I guess she learned from the best, because I am terrible at asking for help. On an intellectual level, I understand that it’s fundamentally impossible to know everything. If we knew it all, then we wouldn’t have to hire a lawyer or a gardener or talk to a sales person in a store.
I feel better asking for help when I feel I can reciprocate in some way. This approach worked well when my daughter was younger. I would ask a friend to babysit her in exchange for me then taking their kid(s) another time. In small communities, trading services is a common practice; I’ll tend to your garden if you help me move a couch.

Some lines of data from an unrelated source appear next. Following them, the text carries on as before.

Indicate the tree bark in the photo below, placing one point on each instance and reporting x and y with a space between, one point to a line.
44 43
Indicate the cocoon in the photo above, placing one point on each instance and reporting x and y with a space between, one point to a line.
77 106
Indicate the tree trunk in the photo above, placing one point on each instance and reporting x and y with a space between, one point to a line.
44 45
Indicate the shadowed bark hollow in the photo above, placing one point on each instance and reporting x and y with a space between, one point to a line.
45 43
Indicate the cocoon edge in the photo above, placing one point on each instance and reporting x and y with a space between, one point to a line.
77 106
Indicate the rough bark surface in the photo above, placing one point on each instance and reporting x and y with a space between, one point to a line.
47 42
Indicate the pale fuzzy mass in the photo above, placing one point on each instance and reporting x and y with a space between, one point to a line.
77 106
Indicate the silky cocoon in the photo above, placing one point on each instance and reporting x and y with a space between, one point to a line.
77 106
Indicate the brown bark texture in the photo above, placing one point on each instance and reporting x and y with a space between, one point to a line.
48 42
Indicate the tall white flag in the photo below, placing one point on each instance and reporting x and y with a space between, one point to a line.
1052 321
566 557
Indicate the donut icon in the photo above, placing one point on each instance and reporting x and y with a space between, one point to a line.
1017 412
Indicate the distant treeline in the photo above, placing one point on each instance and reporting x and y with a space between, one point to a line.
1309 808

Rarely does someone come knocking at your door at the exact time you need them to. Strangely, I struggle just as much with accepting help that hasn’t been asked for as I do from asking for help. When I dislocated my ankle a few months ago, a friend of my roommate showed up at the door one day, said she had an hour to spare and asked what I needed done. She managed to clean my bathroom and do a huge pile of dishes.
Asking for help is not a weakness. It doesn’t tell others that I’m weak or not able to cope. Quite the contrary, in fact. For anyone leaving an abusive relationship or moving to a new country or sending a flare from a boat, asking for help is often the bridge between hope and action.